Mein blöder Bruder muss in diesem Moment natürlich dazwischen plärren: „Lana auf dem Laufsteg.“ Er lacht, hebt im Sitzen ein wenig die Arme und wackelt mit dem Oberkörper. „Sie wird bestimmt stolpern und sich total blamieren. Dann kenne ich dich nicht mehr!“
„Halt die Klappe Didier, du weißt ja gar nicht, wovon du redest!“ fauche ich ihn an. „Außerdem macht Celine auch mit, die Schwester von deinem Paul! Willst du, dass ich hinter der zurückstehe?“
Didier sieht mich mit offenem Mund an, in dem sich noch Reste von zermatschten Pommes befinden. Ich merke, wie er zu kämpfen hat. Schließlich siegt seine Familienloyalität. Er schließt seinen Mund und murmelt. „Na, besser als die blöde Celine bist du auf jeden Fall.“
„Wer ist überhaupt diese Felix, von der du da geredet hast?“ will mein Vater mit einem Mal wissen.
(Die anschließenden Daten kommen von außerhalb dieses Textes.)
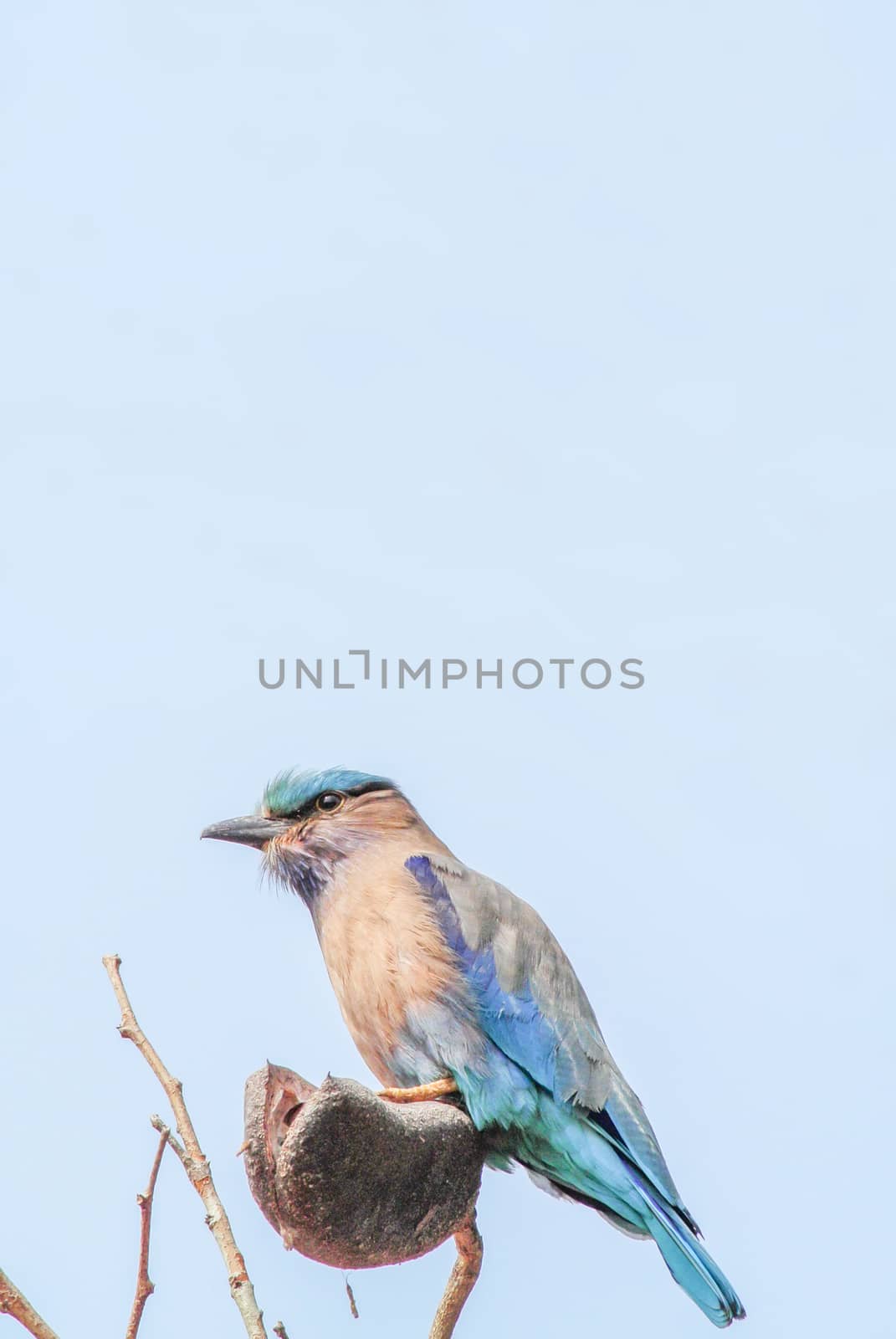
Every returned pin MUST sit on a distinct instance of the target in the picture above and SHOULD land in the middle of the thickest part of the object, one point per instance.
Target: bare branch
(145, 1285)
(193, 1158)
(461, 1282)
(13, 1303)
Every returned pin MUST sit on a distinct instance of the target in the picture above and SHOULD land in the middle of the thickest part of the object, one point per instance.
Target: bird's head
(310, 821)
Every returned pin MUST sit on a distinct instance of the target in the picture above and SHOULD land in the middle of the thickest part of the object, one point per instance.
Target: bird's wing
(533, 1008)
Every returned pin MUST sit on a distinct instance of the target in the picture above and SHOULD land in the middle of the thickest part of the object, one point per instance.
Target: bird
(452, 984)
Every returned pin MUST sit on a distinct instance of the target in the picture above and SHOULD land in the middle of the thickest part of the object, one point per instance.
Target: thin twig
(463, 1279)
(145, 1285)
(13, 1303)
(193, 1158)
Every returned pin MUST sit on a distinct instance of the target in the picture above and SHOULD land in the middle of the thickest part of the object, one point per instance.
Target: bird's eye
(330, 803)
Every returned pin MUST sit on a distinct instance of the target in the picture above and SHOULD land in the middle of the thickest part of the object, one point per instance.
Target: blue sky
(528, 332)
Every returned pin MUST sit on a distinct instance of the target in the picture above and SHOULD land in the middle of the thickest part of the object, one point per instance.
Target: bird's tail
(688, 1260)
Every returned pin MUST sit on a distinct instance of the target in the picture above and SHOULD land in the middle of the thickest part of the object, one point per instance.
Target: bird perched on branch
(450, 983)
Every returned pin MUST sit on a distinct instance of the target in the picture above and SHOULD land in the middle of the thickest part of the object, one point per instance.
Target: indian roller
(450, 983)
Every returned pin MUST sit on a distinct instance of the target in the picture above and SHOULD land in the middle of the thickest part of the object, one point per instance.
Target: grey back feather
(528, 957)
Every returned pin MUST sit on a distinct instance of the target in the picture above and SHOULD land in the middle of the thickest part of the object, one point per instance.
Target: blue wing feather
(544, 1042)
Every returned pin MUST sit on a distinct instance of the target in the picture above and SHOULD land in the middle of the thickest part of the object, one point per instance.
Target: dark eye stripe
(330, 801)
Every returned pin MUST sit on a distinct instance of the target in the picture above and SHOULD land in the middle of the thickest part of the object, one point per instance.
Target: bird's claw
(422, 1093)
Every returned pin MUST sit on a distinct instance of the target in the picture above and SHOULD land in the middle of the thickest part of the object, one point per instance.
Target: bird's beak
(249, 832)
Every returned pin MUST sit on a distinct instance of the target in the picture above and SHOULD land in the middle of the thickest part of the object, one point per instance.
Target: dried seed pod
(351, 1180)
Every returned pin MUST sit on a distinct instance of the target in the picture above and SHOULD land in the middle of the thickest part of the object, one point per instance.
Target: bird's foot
(423, 1093)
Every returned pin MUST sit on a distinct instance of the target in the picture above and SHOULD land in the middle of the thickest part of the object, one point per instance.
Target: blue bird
(450, 983)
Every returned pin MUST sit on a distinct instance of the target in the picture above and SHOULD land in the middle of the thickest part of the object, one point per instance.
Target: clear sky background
(469, 331)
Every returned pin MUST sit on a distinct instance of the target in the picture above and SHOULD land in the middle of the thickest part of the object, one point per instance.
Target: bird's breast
(386, 957)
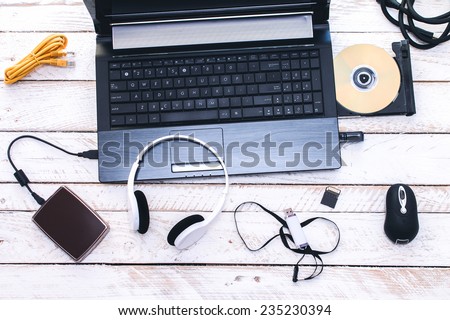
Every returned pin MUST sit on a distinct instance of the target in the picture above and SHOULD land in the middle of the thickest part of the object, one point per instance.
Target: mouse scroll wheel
(402, 199)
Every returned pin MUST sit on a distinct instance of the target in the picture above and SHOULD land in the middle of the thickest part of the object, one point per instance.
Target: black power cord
(422, 39)
(21, 176)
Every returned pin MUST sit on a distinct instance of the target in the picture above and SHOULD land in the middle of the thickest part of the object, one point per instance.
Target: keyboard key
(153, 118)
(268, 111)
(253, 112)
(130, 119)
(119, 97)
(117, 120)
(308, 109)
(118, 86)
(142, 119)
(236, 113)
(315, 80)
(224, 114)
(186, 116)
(188, 104)
(269, 65)
(142, 107)
(262, 100)
(114, 75)
(270, 88)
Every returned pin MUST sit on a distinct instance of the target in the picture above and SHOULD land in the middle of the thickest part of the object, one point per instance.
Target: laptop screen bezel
(105, 13)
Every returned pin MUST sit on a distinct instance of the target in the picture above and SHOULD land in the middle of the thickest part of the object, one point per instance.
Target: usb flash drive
(295, 229)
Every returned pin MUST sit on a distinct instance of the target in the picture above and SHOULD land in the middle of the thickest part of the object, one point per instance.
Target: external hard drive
(71, 224)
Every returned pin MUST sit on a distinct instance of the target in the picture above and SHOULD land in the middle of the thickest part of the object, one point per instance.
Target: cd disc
(367, 78)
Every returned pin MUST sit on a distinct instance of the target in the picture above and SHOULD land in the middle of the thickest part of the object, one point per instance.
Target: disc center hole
(364, 78)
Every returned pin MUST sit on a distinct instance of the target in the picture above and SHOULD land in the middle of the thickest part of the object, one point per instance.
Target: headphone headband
(133, 205)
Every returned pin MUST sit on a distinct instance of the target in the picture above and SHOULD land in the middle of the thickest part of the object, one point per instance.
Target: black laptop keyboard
(215, 88)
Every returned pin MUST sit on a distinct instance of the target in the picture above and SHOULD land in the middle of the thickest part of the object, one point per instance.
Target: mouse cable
(423, 39)
(21, 176)
(47, 52)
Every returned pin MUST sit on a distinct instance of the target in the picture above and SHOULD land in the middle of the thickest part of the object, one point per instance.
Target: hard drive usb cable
(21, 176)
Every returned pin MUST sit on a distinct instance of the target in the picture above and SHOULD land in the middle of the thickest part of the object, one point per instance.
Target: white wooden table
(59, 105)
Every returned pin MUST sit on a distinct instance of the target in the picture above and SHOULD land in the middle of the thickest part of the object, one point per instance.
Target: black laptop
(252, 78)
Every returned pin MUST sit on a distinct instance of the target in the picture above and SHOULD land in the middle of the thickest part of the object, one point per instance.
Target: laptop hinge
(212, 30)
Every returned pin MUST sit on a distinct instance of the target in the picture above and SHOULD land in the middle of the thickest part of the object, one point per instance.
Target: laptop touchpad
(187, 156)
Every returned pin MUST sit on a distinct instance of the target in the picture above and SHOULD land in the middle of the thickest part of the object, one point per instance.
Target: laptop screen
(108, 12)
(121, 7)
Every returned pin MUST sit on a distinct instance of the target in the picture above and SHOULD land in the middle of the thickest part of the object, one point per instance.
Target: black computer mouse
(401, 224)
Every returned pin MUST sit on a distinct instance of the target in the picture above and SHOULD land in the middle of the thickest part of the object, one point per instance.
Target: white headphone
(190, 229)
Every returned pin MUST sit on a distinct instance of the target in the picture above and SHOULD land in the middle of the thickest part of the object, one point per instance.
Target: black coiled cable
(422, 39)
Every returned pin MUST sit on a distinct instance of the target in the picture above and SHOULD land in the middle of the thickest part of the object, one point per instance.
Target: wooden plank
(425, 66)
(221, 283)
(78, 113)
(412, 159)
(363, 242)
(184, 197)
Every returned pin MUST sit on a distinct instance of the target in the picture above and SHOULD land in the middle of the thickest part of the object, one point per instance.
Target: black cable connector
(417, 37)
(89, 154)
(354, 136)
(22, 178)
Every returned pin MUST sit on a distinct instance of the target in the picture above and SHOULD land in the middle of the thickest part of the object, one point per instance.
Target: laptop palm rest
(187, 156)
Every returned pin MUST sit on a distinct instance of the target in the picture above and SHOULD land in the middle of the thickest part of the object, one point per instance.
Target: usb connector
(295, 229)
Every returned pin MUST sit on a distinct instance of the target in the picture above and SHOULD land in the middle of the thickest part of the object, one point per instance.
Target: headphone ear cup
(144, 215)
(181, 226)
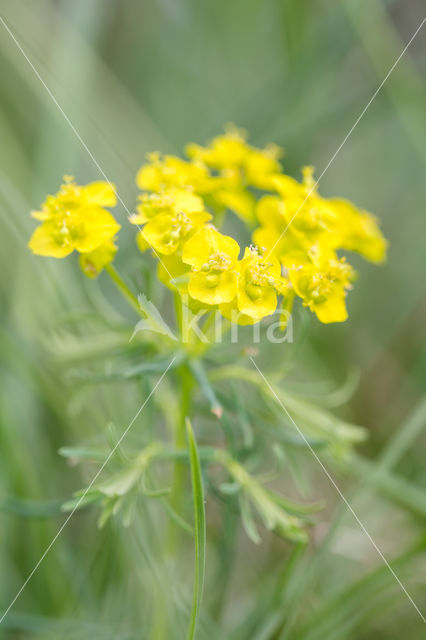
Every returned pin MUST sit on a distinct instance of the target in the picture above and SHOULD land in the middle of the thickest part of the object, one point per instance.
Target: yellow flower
(75, 219)
(231, 151)
(92, 263)
(359, 231)
(161, 172)
(322, 284)
(169, 201)
(213, 258)
(165, 233)
(169, 217)
(257, 284)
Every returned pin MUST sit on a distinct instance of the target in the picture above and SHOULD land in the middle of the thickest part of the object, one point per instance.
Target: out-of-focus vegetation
(136, 76)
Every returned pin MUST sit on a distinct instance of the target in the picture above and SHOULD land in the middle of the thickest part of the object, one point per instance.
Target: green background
(133, 77)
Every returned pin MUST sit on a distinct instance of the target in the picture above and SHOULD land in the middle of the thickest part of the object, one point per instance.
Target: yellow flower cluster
(75, 218)
(295, 240)
(296, 233)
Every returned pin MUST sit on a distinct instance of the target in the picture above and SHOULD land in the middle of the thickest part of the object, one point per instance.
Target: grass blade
(199, 529)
„Eigentlich heißt sie Felicitas. Sie ist Engländerin“, erwidere ich seufzend und glaube schon nicht mehr an den Erfolg meiner Bemühungen.
Mein Vater vergisst das Stück Filet und erstarrt mitten in der Bewegung. „Eine Engländerin“, wiederholt er ungläubig mit großen Augen. „Ist sie allein hier?“
„Nee, mit ihren Eltern.“ Diese Ausfragerei geht mir mittlerweile ganz gewaltig auf den Geist
„Engländer?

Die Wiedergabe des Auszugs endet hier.